Visit the extensions marketplace to customize your store

6 Responses

  1. Don Kiely
    July 15, 2020 at 8:54 pm #

    We’re thinking about using Product Vendors for our small store, where we sell both our items and items from local artists on consignment. Is that a good scenario for Product Vendors?

    That would also mean that we need a report that lists all earned consignment fees for custom time periods. Is there a way to do that?


  2. Kathy Stone
    July 16, 2020 at 11:17 pm #

    I would love to use this plugin, however, I do not want to be responsible or have to deal with collecting money for the vendors’ products. Is there a way to simply charge them a per product commission or a monthly or yearly fee and let them be responsible for collecting the money for their products?

    • loranallensmith
      July 24, 2020 at 4:24 pm #

      Hi Kathy, 👋

      I hear you. Being responsible for that collection can add extra headaches as a shop owner. From a code standpoint, this is unfortunately not something that’s currently possible with the Product Vendors extension.

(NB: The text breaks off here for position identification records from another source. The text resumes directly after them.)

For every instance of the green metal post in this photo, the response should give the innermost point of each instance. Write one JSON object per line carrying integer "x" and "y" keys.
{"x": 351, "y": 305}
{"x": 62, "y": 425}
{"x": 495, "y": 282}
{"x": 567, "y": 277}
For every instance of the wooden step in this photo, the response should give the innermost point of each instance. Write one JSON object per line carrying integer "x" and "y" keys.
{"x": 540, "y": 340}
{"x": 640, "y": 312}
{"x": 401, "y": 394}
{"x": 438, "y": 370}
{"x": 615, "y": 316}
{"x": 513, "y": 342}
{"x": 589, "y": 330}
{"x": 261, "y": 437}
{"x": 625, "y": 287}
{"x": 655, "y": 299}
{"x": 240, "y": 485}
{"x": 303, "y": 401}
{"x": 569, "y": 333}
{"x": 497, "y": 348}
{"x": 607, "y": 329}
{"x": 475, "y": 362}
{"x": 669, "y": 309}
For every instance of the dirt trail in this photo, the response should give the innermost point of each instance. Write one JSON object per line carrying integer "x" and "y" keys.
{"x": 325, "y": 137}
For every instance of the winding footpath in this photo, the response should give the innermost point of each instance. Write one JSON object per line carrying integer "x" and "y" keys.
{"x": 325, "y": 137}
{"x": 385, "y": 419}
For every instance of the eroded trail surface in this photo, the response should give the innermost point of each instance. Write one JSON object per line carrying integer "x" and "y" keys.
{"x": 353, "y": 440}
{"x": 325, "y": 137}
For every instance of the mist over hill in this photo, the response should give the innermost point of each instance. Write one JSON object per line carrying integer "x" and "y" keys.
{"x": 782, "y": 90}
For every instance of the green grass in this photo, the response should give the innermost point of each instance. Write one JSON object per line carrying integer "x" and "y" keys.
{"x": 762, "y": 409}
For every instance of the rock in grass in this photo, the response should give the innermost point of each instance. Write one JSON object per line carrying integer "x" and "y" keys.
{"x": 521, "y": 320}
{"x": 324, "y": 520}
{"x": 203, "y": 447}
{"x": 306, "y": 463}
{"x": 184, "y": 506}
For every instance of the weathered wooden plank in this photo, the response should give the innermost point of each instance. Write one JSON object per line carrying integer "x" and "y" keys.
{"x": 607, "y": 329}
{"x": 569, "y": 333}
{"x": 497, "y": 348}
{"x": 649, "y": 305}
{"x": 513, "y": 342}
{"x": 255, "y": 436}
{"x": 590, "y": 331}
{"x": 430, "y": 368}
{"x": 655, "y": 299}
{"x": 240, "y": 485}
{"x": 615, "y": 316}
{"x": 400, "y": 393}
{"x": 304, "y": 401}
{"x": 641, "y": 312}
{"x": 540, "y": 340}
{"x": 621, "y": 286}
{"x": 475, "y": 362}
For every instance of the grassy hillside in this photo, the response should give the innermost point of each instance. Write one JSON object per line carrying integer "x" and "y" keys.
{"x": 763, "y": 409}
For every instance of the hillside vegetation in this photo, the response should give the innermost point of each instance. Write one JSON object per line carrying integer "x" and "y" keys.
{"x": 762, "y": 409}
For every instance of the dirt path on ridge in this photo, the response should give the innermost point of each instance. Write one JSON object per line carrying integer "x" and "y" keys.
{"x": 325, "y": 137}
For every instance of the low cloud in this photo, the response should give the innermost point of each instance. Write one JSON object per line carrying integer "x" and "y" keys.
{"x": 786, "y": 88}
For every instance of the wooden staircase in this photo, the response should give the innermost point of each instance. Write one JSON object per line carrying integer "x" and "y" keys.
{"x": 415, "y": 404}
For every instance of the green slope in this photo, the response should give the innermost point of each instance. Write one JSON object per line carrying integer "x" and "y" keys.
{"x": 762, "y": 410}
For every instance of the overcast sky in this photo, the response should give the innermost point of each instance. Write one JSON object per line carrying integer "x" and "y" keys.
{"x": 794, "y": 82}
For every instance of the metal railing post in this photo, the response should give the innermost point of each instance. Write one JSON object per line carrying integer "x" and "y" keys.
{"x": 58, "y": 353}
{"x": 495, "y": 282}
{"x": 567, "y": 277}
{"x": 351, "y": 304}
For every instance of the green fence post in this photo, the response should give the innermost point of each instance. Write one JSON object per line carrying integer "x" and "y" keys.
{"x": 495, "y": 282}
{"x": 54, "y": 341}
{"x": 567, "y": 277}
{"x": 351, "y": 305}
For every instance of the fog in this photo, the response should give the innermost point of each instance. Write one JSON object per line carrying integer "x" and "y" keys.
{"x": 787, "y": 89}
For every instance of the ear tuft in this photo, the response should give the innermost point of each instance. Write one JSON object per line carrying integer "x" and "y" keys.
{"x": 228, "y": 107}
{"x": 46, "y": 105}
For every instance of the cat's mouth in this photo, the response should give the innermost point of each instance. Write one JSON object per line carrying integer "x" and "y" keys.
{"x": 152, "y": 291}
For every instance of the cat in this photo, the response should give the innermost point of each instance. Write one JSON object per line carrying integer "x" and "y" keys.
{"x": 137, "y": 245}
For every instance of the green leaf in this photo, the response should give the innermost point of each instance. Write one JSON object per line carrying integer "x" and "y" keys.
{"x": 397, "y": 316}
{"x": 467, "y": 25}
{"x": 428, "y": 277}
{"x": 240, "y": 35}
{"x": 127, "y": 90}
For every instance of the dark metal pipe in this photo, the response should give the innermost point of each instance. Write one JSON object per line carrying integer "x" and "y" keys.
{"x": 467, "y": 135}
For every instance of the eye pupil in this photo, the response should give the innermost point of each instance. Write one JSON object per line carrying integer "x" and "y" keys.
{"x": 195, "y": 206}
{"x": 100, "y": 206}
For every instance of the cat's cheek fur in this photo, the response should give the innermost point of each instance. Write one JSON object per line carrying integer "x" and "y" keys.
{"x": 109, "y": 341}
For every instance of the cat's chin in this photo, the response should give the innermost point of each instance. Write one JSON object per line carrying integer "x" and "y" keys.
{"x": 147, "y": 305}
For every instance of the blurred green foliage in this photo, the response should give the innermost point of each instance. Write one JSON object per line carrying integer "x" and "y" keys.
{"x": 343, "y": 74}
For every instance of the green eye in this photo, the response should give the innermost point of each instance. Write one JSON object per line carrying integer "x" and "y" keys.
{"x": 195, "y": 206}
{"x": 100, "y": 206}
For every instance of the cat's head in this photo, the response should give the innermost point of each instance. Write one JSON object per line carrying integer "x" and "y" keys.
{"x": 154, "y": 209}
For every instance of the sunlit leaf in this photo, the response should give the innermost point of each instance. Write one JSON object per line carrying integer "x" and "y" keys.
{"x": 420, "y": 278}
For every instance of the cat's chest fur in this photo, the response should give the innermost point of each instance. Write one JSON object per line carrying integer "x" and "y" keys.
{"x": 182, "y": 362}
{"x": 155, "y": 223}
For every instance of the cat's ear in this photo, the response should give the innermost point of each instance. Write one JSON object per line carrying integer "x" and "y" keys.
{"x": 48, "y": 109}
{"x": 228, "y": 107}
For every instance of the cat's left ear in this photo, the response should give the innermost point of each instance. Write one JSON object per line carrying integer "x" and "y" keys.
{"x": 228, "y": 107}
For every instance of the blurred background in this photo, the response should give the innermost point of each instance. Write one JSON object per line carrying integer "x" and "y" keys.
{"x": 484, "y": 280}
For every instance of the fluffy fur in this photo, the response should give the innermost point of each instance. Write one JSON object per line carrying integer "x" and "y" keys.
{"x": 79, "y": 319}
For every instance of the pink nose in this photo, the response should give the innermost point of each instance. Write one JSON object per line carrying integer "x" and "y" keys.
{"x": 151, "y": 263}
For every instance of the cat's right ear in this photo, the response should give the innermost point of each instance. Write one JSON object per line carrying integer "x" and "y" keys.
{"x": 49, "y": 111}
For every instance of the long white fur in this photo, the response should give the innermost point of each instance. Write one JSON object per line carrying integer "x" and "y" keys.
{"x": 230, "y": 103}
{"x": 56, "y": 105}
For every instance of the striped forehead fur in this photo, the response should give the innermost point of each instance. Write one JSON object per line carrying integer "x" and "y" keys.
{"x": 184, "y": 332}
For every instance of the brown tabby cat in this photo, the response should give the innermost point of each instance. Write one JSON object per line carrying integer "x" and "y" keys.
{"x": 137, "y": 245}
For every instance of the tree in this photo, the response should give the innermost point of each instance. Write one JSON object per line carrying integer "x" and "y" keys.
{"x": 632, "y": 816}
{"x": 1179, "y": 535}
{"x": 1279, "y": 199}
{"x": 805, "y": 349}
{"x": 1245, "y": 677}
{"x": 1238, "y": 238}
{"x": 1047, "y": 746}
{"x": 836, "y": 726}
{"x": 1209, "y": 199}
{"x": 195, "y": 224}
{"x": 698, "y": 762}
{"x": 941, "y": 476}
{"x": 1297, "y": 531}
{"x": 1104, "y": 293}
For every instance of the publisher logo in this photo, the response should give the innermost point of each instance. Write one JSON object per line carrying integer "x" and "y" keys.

Accounting for different scenarios and routing all the transactions correctly creates some big technical hurdles.

      I don’t know exactly what your current business process looks like for vendors and inventory, but you might be able to accomplish what you described (at least partially) using WooCommerce Subscriptions and External / Affiliate products. Vendors would sign up and pay a monthly or yearly fee in exchange for being able to have their products listed in your store.

      In this scenario, you’d be responsible for managing everyone’s listings (similar to how a newspaper handles advertisements), and each vendor would need to have their own store set up externally for handling sales. You’d just need to have your External/Affiliate products link to the URL where they can purchase it externally.

      There’s more information about WooCommerce Subscriptions available here:

      And you can find more info about adding External/Affiliate products here:

  3. Jojo
    July 17, 2020 at 2:56 pm #

    Do you have tutorial on multi vendor marketplace?